This post is for those IT leaders who are interested in improving execution capabilities of their teams.
While IT leaders might have great looking (& sounding) vision/mission, roadmap and strategy documents, execution is where most of the mishaps can happen. IT groups generally tend to use many methodologies and frameworks to improve project execution (Agile, SDLC, PMI-PMBOK, etc…), hire/retain team members with appropriate skills/competencies, however, unless certain foundational characteristics are in place, execution might not be world class.
So, what are the basic (& often forgotten) ingredients for a strong delivery team?
Here is the recommended list:
- Clear definition of roles and responsibilities
- Strong communication (Information Flow)

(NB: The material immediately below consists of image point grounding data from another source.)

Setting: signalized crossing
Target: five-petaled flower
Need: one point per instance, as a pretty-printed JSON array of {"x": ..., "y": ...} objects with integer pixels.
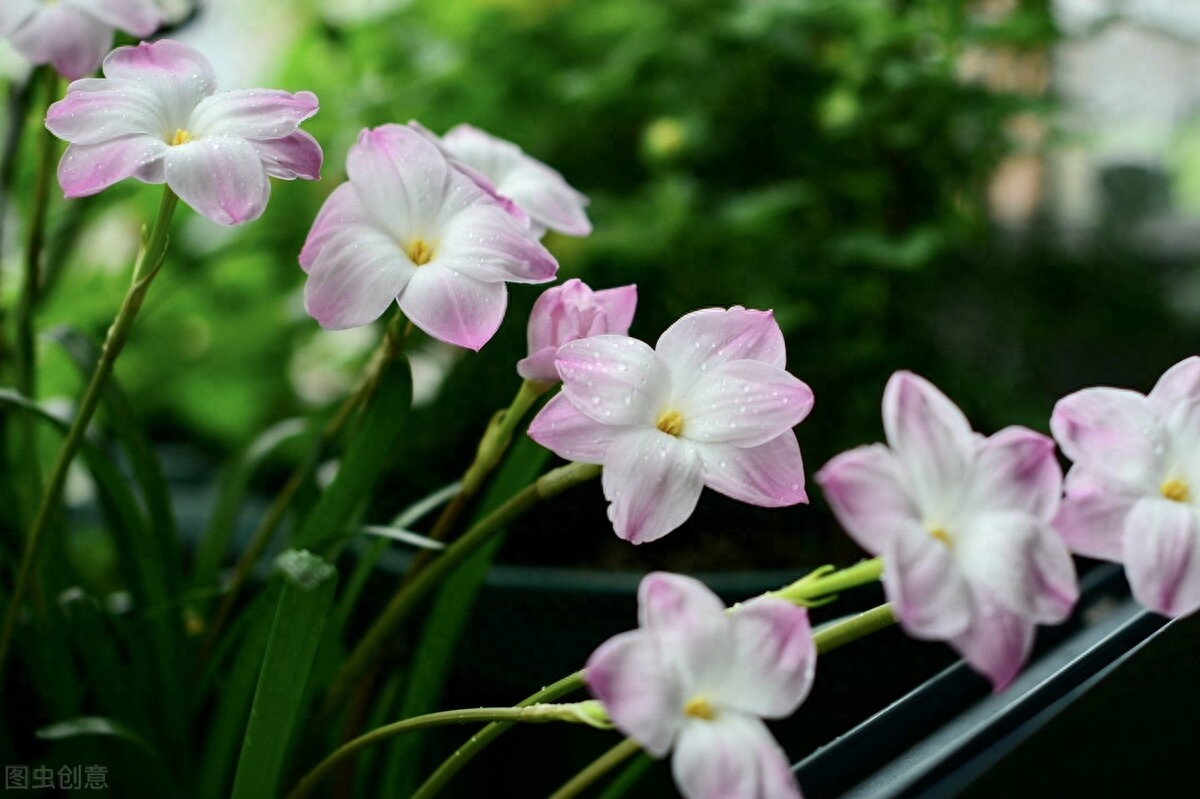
[
  {"x": 1133, "y": 493},
  {"x": 156, "y": 116},
  {"x": 711, "y": 404},
  {"x": 409, "y": 228},
  {"x": 569, "y": 312},
  {"x": 73, "y": 35},
  {"x": 699, "y": 680},
  {"x": 964, "y": 524}
]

- Organizational structure
- Awards & recognitions (linked to performance)
The above four elements, although might seem very obvious and simple, but it is due to lack of one or more of these that some teams are unable to execute strongly.
A group tasked with delivery of a project should have clearly defined goals along with roles and responsibilities. In a diffused leadership situation, projects tend to falter. Leaders think it is someone else’s problem and the project members are not sure who is making the decisions, many times critical events can go haywire.

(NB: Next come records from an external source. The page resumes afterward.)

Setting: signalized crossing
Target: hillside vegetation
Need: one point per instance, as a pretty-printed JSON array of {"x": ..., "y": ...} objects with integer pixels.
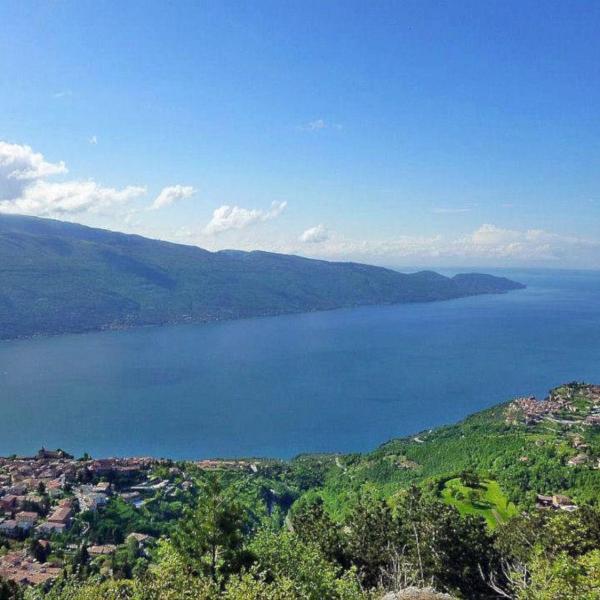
[
  {"x": 504, "y": 504},
  {"x": 60, "y": 277}
]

In today’s age of Facebook, Twitter etc. (in the consumer world), communication within companies is still based on good old emails and phone systems (ok, some of us are using skype/Lync etc.). Lack of communication (information flow) is a big contributor to execution malfunctions. Close attention is required for strong communication not only within the project group but also with customers, and across other functional groups. While good communication helps in managing change management and project issues/risks, it is also useful in building relationships (networking).

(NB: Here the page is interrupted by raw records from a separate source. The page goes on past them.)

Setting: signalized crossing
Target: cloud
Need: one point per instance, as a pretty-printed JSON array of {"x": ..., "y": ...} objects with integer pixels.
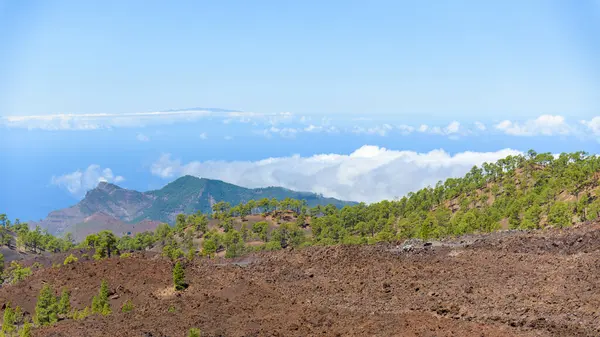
[
  {"x": 79, "y": 182},
  {"x": 142, "y": 137},
  {"x": 132, "y": 120},
  {"x": 406, "y": 129},
  {"x": 370, "y": 173},
  {"x": 381, "y": 130},
  {"x": 545, "y": 125},
  {"x": 593, "y": 125},
  {"x": 453, "y": 128}
]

Generally, first thing companies tend to do to improve execution capabilities is to change the organizational structure. While importance of appropriate organizational structures can’t be ruled out, however, this step alone is not sufficient. Without clear definition of roles/responsibilities/goals and strong communication flows, structural changes alone can’t bring long-term improvements.
Last but not the least; awards must be linked to the performance.